Comments (9)
MSA without gaps cannot be called MSA because it lacks alignment information, right?
As the package name suggests, pyMSAviz is a tool to visualize MSA, so I do not plan to implement any function to handle non-MSAs.
Sorry if I have misunderstood the meaning of your proposal.
from pymsaviz.
Sorry, I may not have made it clear~
As shown in the figure below, all amino acid sequences are gaps at some sites
So is it possible to omit these sites but keep the position information to get a more concise MSA visualization?
I think it can preserves valid information and reduces drawing time.
from pymsaviz.
Are you saying that if there is a gap-only position in the MSA, you want to determine that position as unnecessary and exclude it from the visualization?
Personally, I don't quite understand the effectiveness of the proposed functionality, as it seems to me that there are very few cases (or there shouldn't be any) where a gap-only position is included in the alignment results.
Could you please tell me the following to help me understand?
- In what cases does the MSA with gap-only positon you presented occur?
- Is it inconvenient to remove the gap-only positions in the preprocessing stage of the visualization?
If I have misunderstood something, I am sorry.
from pymsaviz.
- In many sparse MSA files, there all many gap-only position. But in the visualization stage, we usually want to ignore them.
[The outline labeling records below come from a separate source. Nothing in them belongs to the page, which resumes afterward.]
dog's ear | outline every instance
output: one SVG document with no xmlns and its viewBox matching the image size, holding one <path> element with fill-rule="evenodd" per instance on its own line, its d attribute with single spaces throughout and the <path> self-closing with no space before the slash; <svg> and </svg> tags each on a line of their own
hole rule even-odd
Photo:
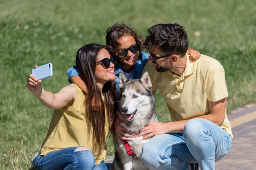
<svg viewBox="0 0 256 170">
<path fill-rule="evenodd" d="M 142 75 L 142 76 L 141 76 L 139 80 L 143 85 L 143 86 L 145 87 L 145 88 L 151 89 L 152 84 L 151 84 L 151 82 L 150 80 L 149 76 L 148 76 L 148 72 L 145 72 L 143 75 Z"/>
<path fill-rule="evenodd" d="M 118 76 L 119 77 L 119 87 L 120 89 L 121 89 L 124 86 L 125 83 L 129 81 L 129 79 L 125 76 L 122 72 L 119 72 Z"/>
</svg>

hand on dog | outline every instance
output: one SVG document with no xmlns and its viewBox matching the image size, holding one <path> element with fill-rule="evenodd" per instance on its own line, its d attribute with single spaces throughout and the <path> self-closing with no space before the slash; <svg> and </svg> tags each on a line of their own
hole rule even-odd
<svg viewBox="0 0 256 170">
<path fill-rule="evenodd" d="M 127 130 L 121 125 L 122 121 L 119 118 L 115 118 L 114 122 L 115 133 L 117 139 L 120 142 L 123 142 L 123 140 L 130 141 L 128 137 L 135 138 L 133 135 L 127 133 Z"/>
<path fill-rule="evenodd" d="M 168 132 L 167 130 L 167 128 L 164 126 L 164 123 L 154 120 L 151 124 L 145 126 L 141 131 L 136 135 L 136 137 L 144 136 L 142 140 L 145 140 L 156 135 L 167 133 Z"/>
<path fill-rule="evenodd" d="M 191 63 L 194 62 L 201 57 L 200 52 L 192 48 L 189 48 L 186 51 L 186 53 L 189 55 L 189 61 Z"/>
</svg>

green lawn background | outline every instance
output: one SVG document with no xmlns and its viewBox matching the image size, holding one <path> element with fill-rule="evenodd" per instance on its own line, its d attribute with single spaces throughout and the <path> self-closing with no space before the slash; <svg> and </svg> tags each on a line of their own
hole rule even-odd
<svg viewBox="0 0 256 170">
<path fill-rule="evenodd" d="M 42 81 L 57 92 L 78 48 L 105 43 L 107 28 L 122 20 L 145 36 L 152 25 L 185 26 L 189 48 L 223 65 L 228 113 L 256 101 L 256 1 L 31 1 L 0 2 L 0 169 L 28 169 L 46 135 L 52 110 L 27 87 L 34 65 L 51 62 L 54 75 Z M 158 93 L 160 120 L 170 120 Z M 108 145 L 108 155 L 114 149 Z"/>
</svg>

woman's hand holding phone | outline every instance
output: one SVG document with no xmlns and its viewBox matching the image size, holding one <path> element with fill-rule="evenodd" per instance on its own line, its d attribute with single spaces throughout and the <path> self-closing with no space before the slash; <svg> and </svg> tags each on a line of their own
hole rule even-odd
<svg viewBox="0 0 256 170">
<path fill-rule="evenodd" d="M 34 68 L 38 67 L 37 65 L 35 65 Z M 27 82 L 27 85 L 29 90 L 33 94 L 41 94 L 42 93 L 42 87 L 41 86 L 41 80 L 37 80 L 36 77 L 33 74 L 29 74 L 29 77 L 28 78 Z"/>
</svg>

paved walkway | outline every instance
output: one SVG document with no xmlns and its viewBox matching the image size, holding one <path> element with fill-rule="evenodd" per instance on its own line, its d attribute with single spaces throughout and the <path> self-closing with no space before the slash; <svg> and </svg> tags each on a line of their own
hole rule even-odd
<svg viewBox="0 0 256 170">
<path fill-rule="evenodd" d="M 228 116 L 234 137 L 227 155 L 215 163 L 218 170 L 256 170 L 256 105 L 238 109 Z M 113 157 L 105 162 L 111 169 Z"/>
</svg>

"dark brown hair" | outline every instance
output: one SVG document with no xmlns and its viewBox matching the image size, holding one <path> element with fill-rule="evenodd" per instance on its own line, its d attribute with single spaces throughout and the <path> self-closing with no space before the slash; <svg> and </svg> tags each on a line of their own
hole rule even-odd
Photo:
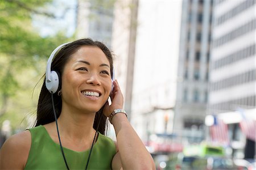
<svg viewBox="0 0 256 170">
<path fill-rule="evenodd" d="M 52 62 L 51 70 L 55 70 L 59 73 L 60 77 L 61 77 L 65 65 L 70 56 L 75 53 L 75 52 L 81 46 L 85 45 L 96 46 L 102 50 L 110 64 L 110 72 L 112 77 L 113 57 L 111 52 L 102 42 L 94 41 L 90 39 L 78 40 L 64 46 L 64 47 L 55 55 Z M 38 100 L 35 126 L 40 125 L 45 125 L 53 122 L 55 120 L 52 104 L 51 94 L 46 88 L 46 86 L 45 75 L 44 75 L 44 83 Z M 60 80 L 60 82 L 61 82 L 61 80 Z M 57 93 L 55 93 L 53 94 L 53 101 L 56 114 L 57 118 L 58 118 L 61 112 L 61 97 L 57 95 Z M 105 134 L 106 126 L 107 126 L 108 124 L 106 117 L 102 113 L 103 107 L 104 106 L 96 113 L 94 122 L 93 124 L 93 128 L 96 129 L 98 125 L 99 125 L 98 131 L 102 134 Z M 101 114 L 102 114 L 102 117 L 100 122 Z"/>
</svg>

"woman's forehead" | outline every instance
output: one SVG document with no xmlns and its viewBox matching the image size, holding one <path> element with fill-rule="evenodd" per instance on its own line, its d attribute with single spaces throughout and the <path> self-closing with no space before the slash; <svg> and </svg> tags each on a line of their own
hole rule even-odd
<svg viewBox="0 0 256 170">
<path fill-rule="evenodd" d="M 70 56 L 68 62 L 77 62 L 81 61 L 89 63 L 107 64 L 110 66 L 110 62 L 103 51 L 97 46 L 83 46 L 79 48 Z"/>
</svg>

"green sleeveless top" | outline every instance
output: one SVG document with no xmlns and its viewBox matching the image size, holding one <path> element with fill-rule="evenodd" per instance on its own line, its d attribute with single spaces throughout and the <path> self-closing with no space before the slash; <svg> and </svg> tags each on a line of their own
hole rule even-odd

So..., I think it is necessary to provide a selection (remove gap-only position or keep them) to the users. - It convenient to remove the gap-only positions in the preprocessing stage of the visualization, but I didn't find effective way to keep the position information(xticklabels in the package).
Here's an idea I had today while working with my data with this package :)
from pymsaviz.
I have spent some time thinking about how to handle this issue.
It is not realistic to exclude gap-only positions one by one, as it would also shift the xticklabel and would not represent the proper visualization results.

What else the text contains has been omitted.